Honors Program Benefits
- Honors Scholarship - All honors students receive a renewable scholarship of $2,000 per year, which increases each year of participation in the program.
- Membership into the National Collegiate Council of Honors Programs - Students have the opportunity to present at national and regional conferences as well as other academic venues, both on and off campus.
- Participant Opportunities- Attendance and participation in a program of colloquia, speakers and social events designed expressly for the education and entertainment of honors students.
- Honors Housing - Freshman and sophomore honors students have the option of rooming with other honors students in the Lemon Hall Honors/International Living and Learning Community.
- Peer Support - Each honors student has his/her own honors mentor.
- Special Recognition - "Honors Graduate Status" is noted on transcripts sent to potential employers and graduate schools.
- Honors Publishing - Each student is required to complete a senior honors thesis, which will be catalogued in the Walsh library as well as on OhioLINK.
Other Privileges Include:
- Early registration for classes. To ensure an optimal class schedule that is most convenient for you.
- Class auditing. Sit in on classes of your interest at no extra fee.
- Extended library usage. Extended borrowing privileges from the University library.
- Free residency. Live on campus during the summer after your third year to work on your senior honors thesis.
Honors Program Course of Study
Freshman year (9 credits) and sophomore year (6 credits) each include:
- Honors Writing (one semester)
- Honors History (two semesters) The History of Christianity and The History of Science
- Honors World Literature
- Great Ideas in Humanity
- Optional Service Learning Trip to Uraguay in May
Courses emphasize the connection among academic disciplines, demonstrating that knowledge in one area enhances the understanding of many others.
Junior year (9 credits) includes two additional 300-level seminars and a junior honors project.
- Seminars - Interdisciplinary courses organized around a specific theme or topic
- Junior Honors Project - Completed in a course of your choice. For most students, the project is associated with their field of study and has profound impact on their career paths and academic goals.

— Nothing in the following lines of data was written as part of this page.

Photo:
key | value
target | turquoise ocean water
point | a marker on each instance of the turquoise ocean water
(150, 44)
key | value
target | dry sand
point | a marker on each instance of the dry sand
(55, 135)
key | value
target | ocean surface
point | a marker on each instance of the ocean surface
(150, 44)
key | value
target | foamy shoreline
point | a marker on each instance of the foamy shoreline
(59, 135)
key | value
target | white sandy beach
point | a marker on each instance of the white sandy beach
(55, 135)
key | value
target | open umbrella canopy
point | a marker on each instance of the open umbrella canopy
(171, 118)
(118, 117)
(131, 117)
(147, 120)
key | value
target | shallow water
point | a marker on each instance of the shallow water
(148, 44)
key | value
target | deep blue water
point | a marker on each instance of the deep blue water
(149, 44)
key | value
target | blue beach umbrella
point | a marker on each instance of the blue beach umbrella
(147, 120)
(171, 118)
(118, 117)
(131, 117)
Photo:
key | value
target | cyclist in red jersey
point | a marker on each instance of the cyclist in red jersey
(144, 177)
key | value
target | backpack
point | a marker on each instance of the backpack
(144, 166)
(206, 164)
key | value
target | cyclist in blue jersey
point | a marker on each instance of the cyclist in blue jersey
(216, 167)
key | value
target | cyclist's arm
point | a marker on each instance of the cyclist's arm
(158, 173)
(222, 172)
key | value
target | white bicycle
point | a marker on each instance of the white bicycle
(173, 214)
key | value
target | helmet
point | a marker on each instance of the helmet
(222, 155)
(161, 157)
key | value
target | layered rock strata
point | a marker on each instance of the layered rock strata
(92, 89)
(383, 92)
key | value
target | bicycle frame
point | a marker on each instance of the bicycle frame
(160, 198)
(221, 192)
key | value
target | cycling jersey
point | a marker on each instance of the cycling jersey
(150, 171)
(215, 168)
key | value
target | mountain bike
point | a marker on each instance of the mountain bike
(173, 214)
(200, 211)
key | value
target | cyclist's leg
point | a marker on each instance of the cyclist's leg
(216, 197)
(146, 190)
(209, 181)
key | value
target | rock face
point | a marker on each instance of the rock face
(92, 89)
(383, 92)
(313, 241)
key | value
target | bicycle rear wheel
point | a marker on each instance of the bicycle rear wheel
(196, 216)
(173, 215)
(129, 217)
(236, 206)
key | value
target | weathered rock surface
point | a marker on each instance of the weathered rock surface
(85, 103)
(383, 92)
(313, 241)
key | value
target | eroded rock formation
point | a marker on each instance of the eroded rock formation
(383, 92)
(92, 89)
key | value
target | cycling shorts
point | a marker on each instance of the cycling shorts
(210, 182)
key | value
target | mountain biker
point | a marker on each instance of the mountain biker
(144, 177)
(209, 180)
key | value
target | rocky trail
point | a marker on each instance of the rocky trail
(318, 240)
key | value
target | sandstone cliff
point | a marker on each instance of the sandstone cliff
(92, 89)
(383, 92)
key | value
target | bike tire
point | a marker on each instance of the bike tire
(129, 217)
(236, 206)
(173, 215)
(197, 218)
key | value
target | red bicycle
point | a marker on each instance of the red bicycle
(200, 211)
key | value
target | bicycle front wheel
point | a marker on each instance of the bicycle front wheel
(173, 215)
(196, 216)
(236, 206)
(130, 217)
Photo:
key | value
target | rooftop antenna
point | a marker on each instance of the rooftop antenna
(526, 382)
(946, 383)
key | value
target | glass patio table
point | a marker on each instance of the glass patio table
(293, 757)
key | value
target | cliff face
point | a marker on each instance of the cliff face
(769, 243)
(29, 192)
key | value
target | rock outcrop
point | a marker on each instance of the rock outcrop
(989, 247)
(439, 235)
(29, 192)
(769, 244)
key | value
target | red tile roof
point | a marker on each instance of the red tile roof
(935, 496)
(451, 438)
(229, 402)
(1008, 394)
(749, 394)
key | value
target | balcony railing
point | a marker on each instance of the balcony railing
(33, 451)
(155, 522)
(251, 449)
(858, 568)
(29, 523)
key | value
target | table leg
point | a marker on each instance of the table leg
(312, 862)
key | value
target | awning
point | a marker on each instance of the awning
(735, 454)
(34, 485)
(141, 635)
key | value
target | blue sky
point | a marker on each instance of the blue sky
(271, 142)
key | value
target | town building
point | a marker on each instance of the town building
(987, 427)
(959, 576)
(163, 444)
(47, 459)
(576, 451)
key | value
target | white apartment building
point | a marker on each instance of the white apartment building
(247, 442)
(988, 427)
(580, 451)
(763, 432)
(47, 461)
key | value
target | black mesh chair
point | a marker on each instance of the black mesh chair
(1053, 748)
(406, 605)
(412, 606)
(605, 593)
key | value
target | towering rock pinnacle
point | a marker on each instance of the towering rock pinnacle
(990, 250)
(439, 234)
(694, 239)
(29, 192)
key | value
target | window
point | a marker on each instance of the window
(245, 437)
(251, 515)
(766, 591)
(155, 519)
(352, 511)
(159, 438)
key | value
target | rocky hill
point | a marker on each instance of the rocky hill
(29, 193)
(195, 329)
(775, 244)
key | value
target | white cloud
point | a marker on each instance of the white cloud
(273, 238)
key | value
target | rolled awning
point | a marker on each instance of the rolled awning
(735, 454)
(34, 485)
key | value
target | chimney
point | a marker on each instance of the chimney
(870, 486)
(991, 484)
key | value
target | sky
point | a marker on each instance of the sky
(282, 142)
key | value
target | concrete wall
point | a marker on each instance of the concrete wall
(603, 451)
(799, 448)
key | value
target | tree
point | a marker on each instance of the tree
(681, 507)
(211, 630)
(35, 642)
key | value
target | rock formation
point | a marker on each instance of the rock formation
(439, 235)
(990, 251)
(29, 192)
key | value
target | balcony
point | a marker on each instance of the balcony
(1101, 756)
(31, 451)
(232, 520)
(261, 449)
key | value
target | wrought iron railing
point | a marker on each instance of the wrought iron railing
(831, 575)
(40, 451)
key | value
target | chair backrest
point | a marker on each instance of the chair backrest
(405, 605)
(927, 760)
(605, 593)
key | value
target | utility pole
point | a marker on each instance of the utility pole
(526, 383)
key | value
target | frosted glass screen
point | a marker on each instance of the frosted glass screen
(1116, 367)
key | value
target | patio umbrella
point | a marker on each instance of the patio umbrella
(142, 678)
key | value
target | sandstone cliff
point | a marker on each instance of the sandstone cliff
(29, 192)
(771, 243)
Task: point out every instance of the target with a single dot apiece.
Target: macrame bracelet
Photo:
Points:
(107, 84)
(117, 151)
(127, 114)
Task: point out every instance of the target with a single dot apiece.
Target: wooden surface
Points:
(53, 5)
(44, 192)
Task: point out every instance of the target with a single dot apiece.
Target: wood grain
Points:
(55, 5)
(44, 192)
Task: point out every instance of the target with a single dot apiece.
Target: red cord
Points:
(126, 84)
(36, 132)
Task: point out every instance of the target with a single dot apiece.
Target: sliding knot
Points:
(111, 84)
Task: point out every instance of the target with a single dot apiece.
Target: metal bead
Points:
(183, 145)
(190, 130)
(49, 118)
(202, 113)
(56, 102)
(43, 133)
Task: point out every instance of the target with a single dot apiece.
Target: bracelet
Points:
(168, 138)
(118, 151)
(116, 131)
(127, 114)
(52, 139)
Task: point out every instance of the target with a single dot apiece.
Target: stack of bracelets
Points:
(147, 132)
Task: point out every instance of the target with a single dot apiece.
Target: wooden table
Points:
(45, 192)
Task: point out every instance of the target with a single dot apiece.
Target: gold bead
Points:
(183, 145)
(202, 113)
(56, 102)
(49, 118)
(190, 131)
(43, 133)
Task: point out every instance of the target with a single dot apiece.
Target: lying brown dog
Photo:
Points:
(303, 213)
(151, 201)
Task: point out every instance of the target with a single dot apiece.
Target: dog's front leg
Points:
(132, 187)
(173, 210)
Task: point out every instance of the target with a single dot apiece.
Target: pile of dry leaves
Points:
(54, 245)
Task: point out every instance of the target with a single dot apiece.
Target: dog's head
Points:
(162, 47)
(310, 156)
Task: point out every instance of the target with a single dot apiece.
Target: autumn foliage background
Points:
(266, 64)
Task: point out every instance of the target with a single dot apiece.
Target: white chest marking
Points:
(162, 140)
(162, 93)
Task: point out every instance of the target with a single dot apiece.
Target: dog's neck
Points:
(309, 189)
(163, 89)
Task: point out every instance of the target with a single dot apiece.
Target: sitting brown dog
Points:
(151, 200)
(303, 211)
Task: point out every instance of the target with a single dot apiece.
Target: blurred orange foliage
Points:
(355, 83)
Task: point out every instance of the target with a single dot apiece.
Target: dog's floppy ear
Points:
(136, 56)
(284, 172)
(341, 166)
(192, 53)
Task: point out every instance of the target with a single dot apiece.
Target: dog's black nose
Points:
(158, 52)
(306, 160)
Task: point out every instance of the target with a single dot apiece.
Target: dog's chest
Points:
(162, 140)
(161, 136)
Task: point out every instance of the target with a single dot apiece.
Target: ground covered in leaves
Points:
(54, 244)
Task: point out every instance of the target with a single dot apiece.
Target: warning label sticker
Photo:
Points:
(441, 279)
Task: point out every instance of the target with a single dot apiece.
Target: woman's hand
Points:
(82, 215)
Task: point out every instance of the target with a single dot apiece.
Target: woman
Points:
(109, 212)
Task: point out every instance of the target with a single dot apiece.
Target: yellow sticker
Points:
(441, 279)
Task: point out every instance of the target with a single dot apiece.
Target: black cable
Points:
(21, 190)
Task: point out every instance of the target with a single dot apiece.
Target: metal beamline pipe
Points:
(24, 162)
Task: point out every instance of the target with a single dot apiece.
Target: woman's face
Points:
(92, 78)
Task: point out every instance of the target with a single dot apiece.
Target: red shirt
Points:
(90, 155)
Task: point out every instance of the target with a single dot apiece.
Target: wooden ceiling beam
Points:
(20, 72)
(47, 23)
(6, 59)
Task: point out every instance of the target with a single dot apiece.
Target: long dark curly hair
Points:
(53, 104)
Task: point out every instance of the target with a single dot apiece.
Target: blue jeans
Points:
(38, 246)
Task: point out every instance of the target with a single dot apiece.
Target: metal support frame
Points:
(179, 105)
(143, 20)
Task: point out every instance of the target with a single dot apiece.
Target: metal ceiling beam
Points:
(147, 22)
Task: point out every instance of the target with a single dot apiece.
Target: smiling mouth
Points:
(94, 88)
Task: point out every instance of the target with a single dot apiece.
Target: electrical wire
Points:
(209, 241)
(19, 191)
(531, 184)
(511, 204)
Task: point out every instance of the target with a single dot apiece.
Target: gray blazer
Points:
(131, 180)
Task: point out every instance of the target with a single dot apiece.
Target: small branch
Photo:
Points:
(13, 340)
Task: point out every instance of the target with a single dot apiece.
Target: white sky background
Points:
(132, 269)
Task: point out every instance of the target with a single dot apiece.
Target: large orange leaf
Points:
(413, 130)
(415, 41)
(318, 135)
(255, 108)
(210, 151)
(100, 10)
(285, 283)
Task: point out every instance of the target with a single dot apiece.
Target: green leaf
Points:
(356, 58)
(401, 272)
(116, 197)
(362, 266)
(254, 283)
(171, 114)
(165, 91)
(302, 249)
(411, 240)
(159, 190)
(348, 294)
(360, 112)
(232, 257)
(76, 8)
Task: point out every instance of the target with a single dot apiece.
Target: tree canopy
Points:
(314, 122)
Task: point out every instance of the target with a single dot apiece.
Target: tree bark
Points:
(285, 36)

Senior year (3 or 6 credits) includes the capstone of the honors program, Honors 400, which is the final independent research project.
- Senior Honors Thesis - Students conduct original research while working closely with a faculty mentor. Modeled on the research and creativity typically found in graduate school projects, Honors 400 concludes with an oral presentation as part of the final celebration with Walsh students and faculty.